Further, I believe respondent’s reliance on Matson I and II is misplaced. In Mat-son I, a URESA action, the obligee obtained a Wisconsin money judgment for arrears under a Wisconsin decree and sought its enforcement after registering that foreign judgment in Minnesota pursuant to the Uniform Enforcement of Foreign Judgments Act (UEFJA) Minn.Stat. §§ 548.26-548.33 (1986).

In Matson I, the supreme court found that:

states are obliged by [the Full Faith and Credit Clause of the United States Constitution] to give full faith and credit to a judgment of a sister state if that judgment is definite and certain and for a specific amount.

Matson v. Matson, 310 N.W.2d 502, 505 (Minn.1981). The court in Matson I then found that because the Wisconsin judgment was for a specific amount, full faith and credit required Minnesota courts to enforce it. Id.
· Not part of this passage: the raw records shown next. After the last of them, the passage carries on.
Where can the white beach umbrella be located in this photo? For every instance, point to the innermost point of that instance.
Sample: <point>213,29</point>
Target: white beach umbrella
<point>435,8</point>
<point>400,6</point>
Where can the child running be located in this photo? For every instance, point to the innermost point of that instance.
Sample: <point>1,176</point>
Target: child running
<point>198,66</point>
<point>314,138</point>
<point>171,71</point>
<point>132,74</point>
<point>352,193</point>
By contrast, respondent in this matter registered the Nebraska decree, not an actual judgment. She sought to collect the amount of arrearages and interest to which she would have been entitled in a Nebraska court. This distinction, I submit, was important to the Matson II court which noted:

[T]he Full Faith and Credit Clause requires that courts of this state recognize and enforce judgments of other states even though they could not be obtained under Minnesota law. See Morris v. Jones, 329 U.S. 545, 551, 67 S.Ct. 451, 455, 91 L.Ed. 488 (1946). In Matson, 310 N.W.2d at 505, this court found that the 1980 money judgment constituted a final foreign judgment and appellant filed the 1980 money judgment, not the 1961 divorce decree, for enforcement in Minnesota. Moreover, in Matson, 310 N.W.2d at 505, this court determined that the 1980 Wisconsin judgment constitutes a foreign judgment within the meaning of Minn.Stat. § 548.26 (1982)

Matson v. Matson, 333 N.W.2d 862, 866 (Minn.1983) (emphasis added).

Finally, although respondent may be assured of continuing support until a child reaches twenty if the child is in secondary school (see Minn.Stat. § 518.54, subd. 2 (1986)), I submit the trial court here erred in applying Nebraska law to continue support until the child reached nineteen. On this issue, too, I believe Minnesota law must be applied.